The Atlantic article accurately recounts the key facets and claims of the study and provides credible and relevant supporting information. Calarco is unbiased and does not suggest any incorrect causation or correlation throughout the article. She effectively depicts the researcher’s purpose and the important differences between the replication attempt and the original study.
Calarco successfully communicates the findings of the article; she employs clear and accessible language suitable for the target audience. Further, she uses several supporting sources- including her own research- to support the article’s findings and to provide a commentary on other relevant research in the field. All of these sources are clearly cited and accessible to the audience; this provides the reader the opportunity to form their own opinions and to assess the credibility of The Atlantic article themselves.
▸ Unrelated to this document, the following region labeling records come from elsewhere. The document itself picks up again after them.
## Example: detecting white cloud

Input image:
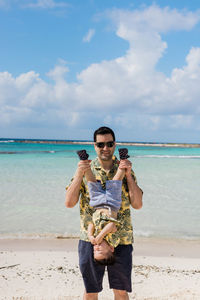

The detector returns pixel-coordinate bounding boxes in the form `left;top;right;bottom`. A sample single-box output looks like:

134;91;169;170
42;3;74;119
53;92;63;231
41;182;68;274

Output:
0;0;9;8
0;6;200;139
23;0;68;9
83;28;95;43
Jessica Calarco, writing for The Atlantic, discusses an article published in Psychological Science that reassesses the “Marshmallow Test” and its relevance to sociology and psychology. The article in question revisits a previously popular study published in the 1990s that found a correlation between a child’s ability to delay gratification and their overall success in life.
Calarco initiates her article by introducing the original study and establishing relevant background information. She iterates the researcher’s reasons for conducting their new study and states what they changed from the original – creating a more representative sample and controlling certain factors. The article accurately states the claims of the study in an accurate manner while avoiding certain phrases to ensure that no outright correlations are incorrectly interpreted.
The article uses several other sources to back up the information presented in the original study. For example, Calarco takes examples from her own research – in a similar field – to support the conclusions and the scientific processes undertaken in the study, in an unbiased manner. She leaves much of the new evidence up for interpretation, which is welcomed, as it leaves the reader to come to their own conclusion.
Another positive aspect of the article is that it does not heavily rely on information from the study that it has based itself on. The story uses data from the paper sparingly making it much easier for the average reader to interpret and understand.